Branta Canadensis

She’d been there long enough that nobody remembered her name anymore, if anyone had known it in the first place. People called her the goose lady, if they called her anything at all. She didn’t talk, not to anybody, just sat sewing in the park, surrounded by her bags, every day, rain or shine. When the Canada geese stopped over on their way north or south, she’d sometimes wade out into the middle of them and let them climb into her lap, but not always. Only sometimes. She wasn’t scary enough that there were any legends about her. They left her alone, and if they happened to see her when they were walking down the street they kept their eyes carefully unaware of it.

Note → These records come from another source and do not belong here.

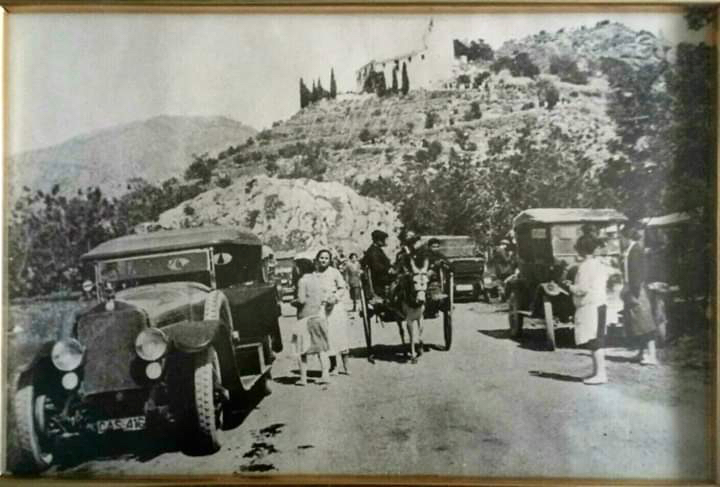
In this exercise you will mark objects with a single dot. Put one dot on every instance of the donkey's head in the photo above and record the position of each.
(419, 282)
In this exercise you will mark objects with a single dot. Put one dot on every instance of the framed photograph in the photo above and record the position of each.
(344, 243)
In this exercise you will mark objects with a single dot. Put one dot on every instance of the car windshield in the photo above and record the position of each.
(193, 265)
(458, 247)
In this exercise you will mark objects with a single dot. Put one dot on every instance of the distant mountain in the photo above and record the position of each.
(154, 149)
(587, 45)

She’d been beautiful when she was younger, and it was still there if you looked past her filth and stink and poverty, gone green with age like copper. Her fingers, where they peeped out of her burn-scarred gloves, were long and fine, though chapped from living out of doors and callused from sewing. She walked with her head high and her back straight. She would have been captivating if she’d had a bath and wore nice clothes, if there’d been anyone to look past what she was to what she had been, but of course there wasn’t. There’d been someone, once, a couple of years ago, who’d caught a glimpse and wanted her to marry him, but when she wouldn’t talk to him he went away. He’d guessed, somehow, the same way he’d seen through her disguise, that it wasn’t that she couldn’t speak, just that she wouldn’t. There was a whole life in his face when he said goodbye.

They left her alone and she worked in peace, picking her slow and silent way through the seven shirts, untroubled by human jealousy or attention, slowly ravelling the thread together year by year, and at last she was done, just in time for the spring migration. She was waiting on the grass by the pond when they came back, seven moss-green shirts over her arm, and was gone even before the water had settled behind the last goose, gone home at last, home again, with the seven brothers she hardly remembered after so many years, to a life no less alien than the one she was leaving behind.